Investing in T-bills offers you several advantages, starting with guaranteed returns on your investment. Let us look at some more benefits.

  • Safety of investment: As T-bills are backed by the Indian government, they carry virtually no credit risk, making them one of the safest investment options available.
  • Low risk: Since they are short-term and backed by the government, T-bills have minimal price volatility, offering stability to your portfolio.
  • Liquidity: Treasury bills are highly liquid, meaning they can be bought and sold easily in the secondary market.
  • Tax benefits: The interest earned on T-bills is taxable, but the returns can still be attractive for investors seeking low-risk options.
  • Suitable for diverse investors: T-bills cater to a wide range of investors, from conservative individuals seeking a safe haven to institutions and corporate treasuries looking to park their short-term surplus funds.

How to invest in T-bills?

There are two main ways to invest in treasury bills.

  • Competitive bidding: You can directly participate in RBI auctions and submit your bid for T-bills. This gives you greater control over the price but requires a better understanding of market dynamics.
  • Non-competitive bidding: You can invest through a bank or broker like Ventura Securities in a non-competitive bidding process. The bank or broker handles the bidding process on your behalf, making it simpler, especially for individual investors.

Things to consider

  • Returns: T-bill returns fluctuate based on prevailing interest rates and market conditions. They generally offer lower returns compared to riskier investment options.
  • Interest rate risk: While T-bills have minimal credit risk, they are susceptible to interest rate risk. If interest rates rise, the value of existing T-bills may fall, which could affect your returns if you sell them before maturity.
  • Investment horizon: T-bills are best suited for investors with a short-term investment horizon seeking safety and liquidity.
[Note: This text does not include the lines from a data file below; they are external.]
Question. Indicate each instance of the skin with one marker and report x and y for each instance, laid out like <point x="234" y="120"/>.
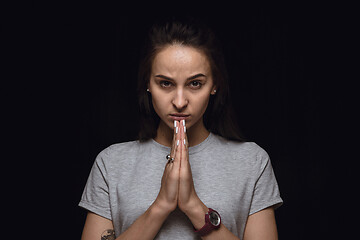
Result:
<point x="173" y="92"/>
<point x="174" y="89"/>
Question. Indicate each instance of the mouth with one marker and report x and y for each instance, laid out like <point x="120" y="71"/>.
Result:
<point x="179" y="117"/>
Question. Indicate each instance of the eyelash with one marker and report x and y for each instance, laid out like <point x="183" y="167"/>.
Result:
<point x="168" y="84"/>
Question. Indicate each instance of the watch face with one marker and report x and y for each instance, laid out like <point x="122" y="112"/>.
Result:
<point x="214" y="219"/>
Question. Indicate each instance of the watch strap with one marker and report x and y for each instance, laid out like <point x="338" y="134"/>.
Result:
<point x="208" y="227"/>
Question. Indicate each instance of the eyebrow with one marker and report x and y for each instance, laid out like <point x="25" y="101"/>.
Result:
<point x="189" y="78"/>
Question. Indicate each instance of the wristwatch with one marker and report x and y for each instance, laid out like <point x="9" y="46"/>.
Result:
<point x="212" y="222"/>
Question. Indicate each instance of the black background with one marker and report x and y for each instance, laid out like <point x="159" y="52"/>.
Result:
<point x="73" y="67"/>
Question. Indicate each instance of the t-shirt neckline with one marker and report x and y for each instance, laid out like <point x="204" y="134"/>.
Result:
<point x="194" y="149"/>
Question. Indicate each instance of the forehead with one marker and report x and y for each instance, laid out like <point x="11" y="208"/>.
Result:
<point x="178" y="59"/>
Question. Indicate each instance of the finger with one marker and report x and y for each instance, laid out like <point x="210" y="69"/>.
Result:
<point x="184" y="149"/>
<point x="177" y="147"/>
<point x="175" y="132"/>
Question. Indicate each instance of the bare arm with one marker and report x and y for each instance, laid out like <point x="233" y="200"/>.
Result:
<point x="261" y="225"/>
<point x="145" y="227"/>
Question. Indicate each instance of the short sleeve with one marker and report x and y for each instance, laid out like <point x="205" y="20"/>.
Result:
<point x="266" y="192"/>
<point x="95" y="197"/>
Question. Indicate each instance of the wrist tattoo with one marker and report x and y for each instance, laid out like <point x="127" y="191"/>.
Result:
<point x="108" y="235"/>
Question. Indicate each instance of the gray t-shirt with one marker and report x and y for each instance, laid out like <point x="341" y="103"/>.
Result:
<point x="236" y="179"/>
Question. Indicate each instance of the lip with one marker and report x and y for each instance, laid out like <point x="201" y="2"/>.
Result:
<point x="179" y="117"/>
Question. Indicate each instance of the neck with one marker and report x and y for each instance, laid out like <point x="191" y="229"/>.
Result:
<point x="196" y="134"/>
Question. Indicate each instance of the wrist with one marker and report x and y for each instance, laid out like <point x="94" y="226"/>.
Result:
<point x="161" y="208"/>
<point x="196" y="213"/>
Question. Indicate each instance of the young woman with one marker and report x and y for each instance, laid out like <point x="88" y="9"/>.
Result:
<point x="190" y="175"/>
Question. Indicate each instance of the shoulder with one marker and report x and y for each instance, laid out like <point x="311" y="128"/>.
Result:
<point x="120" y="151"/>
<point x="245" y="152"/>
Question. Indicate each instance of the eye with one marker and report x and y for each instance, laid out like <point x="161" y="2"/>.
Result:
<point x="165" y="84"/>
<point x="195" y="84"/>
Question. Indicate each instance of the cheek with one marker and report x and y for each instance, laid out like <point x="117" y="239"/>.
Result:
<point x="159" y="104"/>
<point x="200" y="104"/>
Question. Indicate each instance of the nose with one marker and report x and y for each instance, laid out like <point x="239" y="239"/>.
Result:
<point x="180" y="101"/>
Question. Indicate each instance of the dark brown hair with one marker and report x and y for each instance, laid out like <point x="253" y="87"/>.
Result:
<point x="218" y="117"/>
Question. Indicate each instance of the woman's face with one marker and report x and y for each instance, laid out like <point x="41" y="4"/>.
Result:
<point x="180" y="84"/>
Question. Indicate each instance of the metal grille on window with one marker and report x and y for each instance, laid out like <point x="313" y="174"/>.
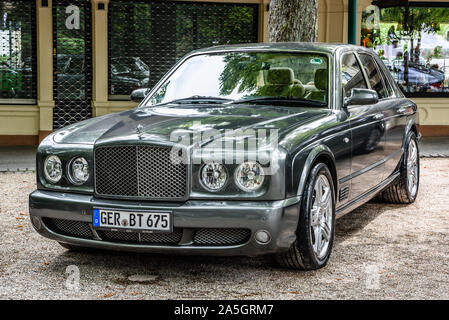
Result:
<point x="17" y="52"/>
<point x="72" y="61"/>
<point x="147" y="37"/>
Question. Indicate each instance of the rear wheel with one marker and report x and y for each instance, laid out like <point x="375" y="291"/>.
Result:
<point x="405" y="188"/>
<point x="315" y="233"/>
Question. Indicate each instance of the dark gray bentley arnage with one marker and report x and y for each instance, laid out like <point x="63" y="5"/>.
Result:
<point x="238" y="150"/>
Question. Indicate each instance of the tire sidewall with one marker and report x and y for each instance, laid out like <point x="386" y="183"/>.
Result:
<point x="304" y="241"/>
<point x="410" y="136"/>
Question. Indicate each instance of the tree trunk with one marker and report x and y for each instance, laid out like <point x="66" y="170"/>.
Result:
<point x="293" y="20"/>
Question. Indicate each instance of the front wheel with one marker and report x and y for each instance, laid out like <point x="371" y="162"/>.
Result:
<point x="315" y="233"/>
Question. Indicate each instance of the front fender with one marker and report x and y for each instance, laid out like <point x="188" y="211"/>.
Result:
<point x="303" y="162"/>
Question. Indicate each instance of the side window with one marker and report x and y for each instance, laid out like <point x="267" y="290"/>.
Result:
<point x="351" y="74"/>
<point x="373" y="74"/>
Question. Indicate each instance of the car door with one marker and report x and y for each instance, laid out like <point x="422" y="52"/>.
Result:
<point x="367" y="132"/>
<point x="395" y="109"/>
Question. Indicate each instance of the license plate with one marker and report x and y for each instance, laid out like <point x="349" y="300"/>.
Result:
<point x="129" y="220"/>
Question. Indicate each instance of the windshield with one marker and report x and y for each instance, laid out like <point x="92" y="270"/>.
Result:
<point x="246" y="76"/>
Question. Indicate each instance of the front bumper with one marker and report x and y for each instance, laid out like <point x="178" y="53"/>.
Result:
<point x="279" y="218"/>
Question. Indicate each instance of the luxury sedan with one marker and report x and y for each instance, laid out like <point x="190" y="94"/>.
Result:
<point x="238" y="150"/>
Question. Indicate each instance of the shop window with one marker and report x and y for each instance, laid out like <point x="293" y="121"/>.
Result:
<point x="17" y="52"/>
<point x="412" y="41"/>
<point x="147" y="37"/>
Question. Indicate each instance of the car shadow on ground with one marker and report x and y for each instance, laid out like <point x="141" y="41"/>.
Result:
<point x="125" y="263"/>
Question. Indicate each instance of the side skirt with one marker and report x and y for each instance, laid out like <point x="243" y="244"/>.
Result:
<point x="367" y="196"/>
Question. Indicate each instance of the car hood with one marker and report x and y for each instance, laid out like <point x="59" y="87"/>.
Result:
<point x="162" y="124"/>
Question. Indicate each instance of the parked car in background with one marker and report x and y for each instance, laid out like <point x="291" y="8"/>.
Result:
<point x="247" y="150"/>
<point x="421" y="78"/>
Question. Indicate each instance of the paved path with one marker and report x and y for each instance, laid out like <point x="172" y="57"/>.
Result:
<point x="381" y="252"/>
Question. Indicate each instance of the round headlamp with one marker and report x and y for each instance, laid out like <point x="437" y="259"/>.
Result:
<point x="53" y="169"/>
<point x="249" y="176"/>
<point x="213" y="176"/>
<point x="79" y="171"/>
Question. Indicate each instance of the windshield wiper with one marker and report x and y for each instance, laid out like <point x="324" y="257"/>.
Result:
<point x="199" y="99"/>
<point x="280" y="98"/>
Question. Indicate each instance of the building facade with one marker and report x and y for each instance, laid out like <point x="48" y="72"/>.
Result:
<point x="63" y="61"/>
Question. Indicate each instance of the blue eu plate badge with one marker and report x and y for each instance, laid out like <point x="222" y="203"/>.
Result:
<point x="96" y="218"/>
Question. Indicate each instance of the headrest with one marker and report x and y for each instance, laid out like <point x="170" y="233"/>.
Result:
<point x="321" y="78"/>
<point x="280" y="75"/>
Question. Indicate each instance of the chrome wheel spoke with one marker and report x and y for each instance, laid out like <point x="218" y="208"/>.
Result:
<point x="326" y="231"/>
<point x="412" y="167"/>
<point x="321" y="216"/>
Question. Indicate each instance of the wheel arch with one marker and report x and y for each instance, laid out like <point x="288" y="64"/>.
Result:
<point x="411" y="126"/>
<point x="320" y="153"/>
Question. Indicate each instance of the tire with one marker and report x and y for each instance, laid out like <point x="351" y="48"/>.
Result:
<point x="302" y="255"/>
<point x="404" y="189"/>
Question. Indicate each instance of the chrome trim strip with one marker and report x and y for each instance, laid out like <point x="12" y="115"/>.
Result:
<point x="365" y="197"/>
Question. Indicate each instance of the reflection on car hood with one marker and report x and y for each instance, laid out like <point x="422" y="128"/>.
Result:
<point x="158" y="124"/>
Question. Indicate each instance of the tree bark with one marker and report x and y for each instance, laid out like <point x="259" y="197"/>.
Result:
<point x="293" y="20"/>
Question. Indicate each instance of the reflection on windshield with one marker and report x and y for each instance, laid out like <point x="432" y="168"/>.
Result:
<point x="248" y="75"/>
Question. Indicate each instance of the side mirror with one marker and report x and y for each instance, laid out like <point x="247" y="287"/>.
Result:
<point x="139" y="94"/>
<point x="361" y="97"/>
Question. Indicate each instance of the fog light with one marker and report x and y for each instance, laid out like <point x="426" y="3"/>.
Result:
<point x="263" y="236"/>
<point x="36" y="222"/>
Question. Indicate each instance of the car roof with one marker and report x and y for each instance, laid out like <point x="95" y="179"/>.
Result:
<point x="329" y="48"/>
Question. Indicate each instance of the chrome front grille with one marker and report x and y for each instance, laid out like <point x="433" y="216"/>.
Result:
<point x="143" y="172"/>
<point x="201" y="237"/>
<point x="78" y="229"/>
<point x="221" y="237"/>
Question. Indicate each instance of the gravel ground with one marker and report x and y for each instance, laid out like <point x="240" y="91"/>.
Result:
<point x="381" y="251"/>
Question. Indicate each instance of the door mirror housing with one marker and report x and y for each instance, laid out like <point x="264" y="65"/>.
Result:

Who should invest in treasury bills?

T-bills are ideal for:

  • Risk-averse investors: Those seeking the safety of principal and minimal volatility in their investments.
  • Conservative investors: Those looking for steady returns with low risk.
  • Short-term investment needs: Investors parking money for short durations for specific goals.
  • Institutional investors: Banks, financial institutions, and corporate treasuries seeking to manage short-term liquidity.

Conclusion

Treasury bills offer a compelling choice for investors in India seeking a secure, low-risk investment option with easy liquidity. While the returns might not be as high as some other asset classes, they provide valuable stability and peace of mind. If you want a secure haven for your short-term savings, consider adding T-bills to your investment portfolio.

Disclaimer: This blog is for informational purposes only. Please consult a qualified financial advisor before making investment decisions.